There's a bit of pickle history behind this home on Elm Avenue in Bixby Knolls, listed at $1.575 million. Listing photo.

The house for sale at 3810 Elm Ave. in Bixby Knolls, has, like everything else, changed over the years.

I’m not sure what it looked like when it was built in 1923, when John D. Robertson and his wife Marguerite moved in, but today it’s a Knolls showcase, with gleaming highly polished porcelain floors throughout the house’s open floor plan and sparkling new kitchen appliances and fixtures. According to its listing, the home has been entirely renovated and immaculately remodeled inside and out. So, no, it’s not the same house as the Robertsons’ 1923 home.

Polished porcelain flooring for maximum Cruise-style slideability. Listing photo.

The Robertsons got married in 1919 by George Primrose Taubman, a Scottish preacher born in the Isle of Man before moving to America where he brought Jesus to the hill country around Ohio and Kentucky before he rolled into Long Beach in 1915.

Taubman’s charismatic sermons and Bible discussion drew as many as 3,500, though generally a bit more than 2,000 men to his Men’s Bible group outside First Christian Church, and by 1921 it was the largest such group in the United States.

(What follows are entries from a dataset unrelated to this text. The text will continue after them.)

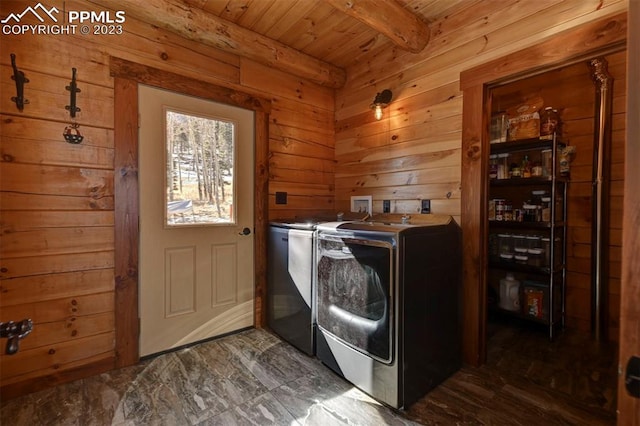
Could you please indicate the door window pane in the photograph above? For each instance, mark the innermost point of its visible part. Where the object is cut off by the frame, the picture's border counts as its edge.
(199, 179)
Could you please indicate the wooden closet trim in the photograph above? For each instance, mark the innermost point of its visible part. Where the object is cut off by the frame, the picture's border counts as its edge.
(127, 77)
(574, 45)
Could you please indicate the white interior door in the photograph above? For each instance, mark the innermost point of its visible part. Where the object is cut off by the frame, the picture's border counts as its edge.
(196, 199)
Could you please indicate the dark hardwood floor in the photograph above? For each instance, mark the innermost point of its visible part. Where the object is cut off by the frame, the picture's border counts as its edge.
(252, 377)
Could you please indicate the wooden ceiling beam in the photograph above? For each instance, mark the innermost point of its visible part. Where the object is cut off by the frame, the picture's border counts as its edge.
(206, 28)
(389, 18)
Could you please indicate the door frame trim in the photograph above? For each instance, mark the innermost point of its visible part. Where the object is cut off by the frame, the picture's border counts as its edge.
(127, 75)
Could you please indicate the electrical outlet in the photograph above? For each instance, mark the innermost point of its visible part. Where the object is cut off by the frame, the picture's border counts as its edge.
(281, 197)
(426, 207)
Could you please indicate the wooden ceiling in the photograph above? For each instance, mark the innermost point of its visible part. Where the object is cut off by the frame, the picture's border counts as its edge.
(315, 39)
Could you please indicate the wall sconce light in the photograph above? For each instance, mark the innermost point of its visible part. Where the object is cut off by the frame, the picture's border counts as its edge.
(380, 102)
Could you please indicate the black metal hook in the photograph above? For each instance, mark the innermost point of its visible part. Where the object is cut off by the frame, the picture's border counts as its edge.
(20, 79)
(73, 88)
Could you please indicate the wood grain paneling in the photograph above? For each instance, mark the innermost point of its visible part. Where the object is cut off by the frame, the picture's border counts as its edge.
(610, 32)
(59, 202)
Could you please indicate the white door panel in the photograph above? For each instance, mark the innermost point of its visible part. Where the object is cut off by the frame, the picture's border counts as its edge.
(196, 280)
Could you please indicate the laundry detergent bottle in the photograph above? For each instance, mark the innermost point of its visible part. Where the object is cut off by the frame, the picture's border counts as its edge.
(510, 293)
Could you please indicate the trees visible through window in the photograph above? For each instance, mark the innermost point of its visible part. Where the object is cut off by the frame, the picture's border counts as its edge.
(200, 153)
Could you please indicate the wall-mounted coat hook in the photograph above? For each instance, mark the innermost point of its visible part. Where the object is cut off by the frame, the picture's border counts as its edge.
(73, 88)
(20, 79)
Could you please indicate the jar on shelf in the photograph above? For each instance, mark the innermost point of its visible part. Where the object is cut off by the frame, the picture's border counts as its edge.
(520, 244)
(547, 162)
(508, 211)
(505, 245)
(525, 168)
(493, 166)
(499, 204)
(503, 166)
(549, 123)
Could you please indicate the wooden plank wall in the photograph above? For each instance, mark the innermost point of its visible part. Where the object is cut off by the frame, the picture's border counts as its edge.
(572, 91)
(56, 199)
(413, 153)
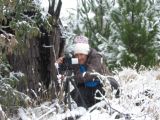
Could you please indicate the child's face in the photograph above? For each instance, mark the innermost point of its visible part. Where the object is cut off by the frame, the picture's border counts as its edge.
(82, 58)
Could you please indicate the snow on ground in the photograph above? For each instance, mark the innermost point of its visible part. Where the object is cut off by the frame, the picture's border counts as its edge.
(140, 100)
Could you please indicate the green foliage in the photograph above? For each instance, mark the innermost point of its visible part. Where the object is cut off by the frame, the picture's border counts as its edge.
(93, 14)
(25, 18)
(137, 30)
(125, 30)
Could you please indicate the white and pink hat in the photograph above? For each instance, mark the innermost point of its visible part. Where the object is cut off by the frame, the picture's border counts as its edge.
(81, 45)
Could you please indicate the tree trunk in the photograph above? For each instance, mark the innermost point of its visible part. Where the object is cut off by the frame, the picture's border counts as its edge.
(37, 63)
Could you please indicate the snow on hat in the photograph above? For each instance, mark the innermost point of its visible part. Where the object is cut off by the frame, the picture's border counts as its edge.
(81, 45)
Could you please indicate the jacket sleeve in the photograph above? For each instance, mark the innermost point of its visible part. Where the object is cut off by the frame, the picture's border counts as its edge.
(93, 65)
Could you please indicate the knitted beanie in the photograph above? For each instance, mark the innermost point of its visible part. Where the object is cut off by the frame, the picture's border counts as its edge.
(81, 45)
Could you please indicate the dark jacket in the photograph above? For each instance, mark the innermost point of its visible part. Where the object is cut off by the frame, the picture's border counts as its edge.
(94, 63)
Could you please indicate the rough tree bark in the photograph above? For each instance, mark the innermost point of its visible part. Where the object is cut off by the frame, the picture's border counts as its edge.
(38, 61)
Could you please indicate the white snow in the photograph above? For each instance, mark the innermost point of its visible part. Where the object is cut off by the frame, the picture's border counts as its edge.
(140, 100)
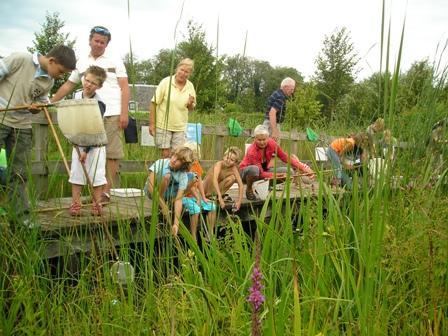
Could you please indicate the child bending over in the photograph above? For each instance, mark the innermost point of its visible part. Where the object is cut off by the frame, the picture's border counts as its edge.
(223, 174)
(168, 180)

At the time of their marriage, Robertson worked in sales for the Curtis Corporation in Long Beach. The company was known for its olives and olive oil when it was called the Curtis Olive Corporation, but then it grew fancy and began offering pimentos, upscale tuna products and other canned goods—and went all-in on the then-deluxe suffix of -ola, selling Garnishola, a pimento-based garnish; Sandwichola, an olive/tuna/pimento spread; and the flagship Curtisola, an antipasto.

It wasn’t much of a leap for Robertson to leave Curtis Corp. and jump with both feet into the pickle business, and for the next 47 years, he devoted his life to pickles (though presumably his devotion expanded to include his wife and their son and daughter—but also pickles) as president of the John D. Robertson, Inc., with a large plant on Loma Avenue at Anaheim Street, where he sold Big Boy dill pickles and, later, olives, by the ton.

The Curtis Corporation exhibit at the Pacific Southwest Exhibition in 1928. The display shows jars and cans of Curtis products and a sign that reads, ‘The Curtis Corporation, Unusual Things to Eat.’ Photo courtesy of the Long Beach Public Library.

By Nov. 26, 1969, when he and Marie (as Marguerite preferred to be known) celebrated their 50th wedding anniversary, Robertson had retired. For nearly half a century, they had enjoyed life in their home at 3810 Elm Ave. The anniversary would be their last. Marie died the following June.

Now this home, with its various points of historical interest, is on the market for a price that would’ve floored Mr. and Mrs. Robertson, who likely bought it somewhere in the four-figure range: $1.575 million, which isn’t untoward for a revitalized four-bedroom, three-bath home in Bixby Knolls.

The expansive backyard at 3810 Elm Ave. Listing photo.

Listed by Realtor Marcos Ramirez of Keller Williams Pacific Estate, the home’s improvements, besides the striking porcelain flooring (perfect if you’re into sliding around in your socks like Tom Cruise), includes new electrical and plumbing, newly installed roof and new windows. The spacious home, at 2,270 square feet, is on an appropriately large 7,890-square-foot lot with its hardscape of large concrete squares set in the lawn.

And it’s hard to beat the location. The home is within an easy stroll of Jongewaard’s Bake n Broil, SteelCraft and all the offerings of the Bixby Knolls businesses on Atlantic Avenue.

‘Affordable’ Rancho homes (under $1 million)

Is this a sign of the impending collapse of the real estate market in Long Beach? Is the bubble bursting? Have we finally reached the pinnacle of runaway home prices?

Probably not. I’m not sure we’ll soon look back on November 2021 as the day when the wheels fell off on housing prices began to plummet, but it’s a dire indicator when there are two mid-century modern homes for sale in the Ranchos for under a million dollars, when they regularly have been going for well above that mark, with one going for nearly $2 million.

OK, maybe I’m being a tad alarmist (or perhaps even sarcastic).

Slap a million-dollar bill on the Cliff May at 3350 Kallin Ave., and you get 10 bucks in change (that is if you snag it at the listing price of $999,990.

The living room at the Cliff May home on Kallin Ave. Listing photo.

If you’re looking to spend a little less, you can pick up a Cliff May at 3046 Roxanne Ave. for $989,900.

The houses are fairly similar—both constructed in the 1950s building spree, both three-bedroom, three-bath. The pricier of the two has about 200 square feet more living space, which probably warrants its additional $10,000 price.

The $989,900 Cliff May Rancho on Roxanne Ave. Listing photo.

Either way, both properties will likely end up going for something north of a million dollars, so, no cause for alarm: The end is not near.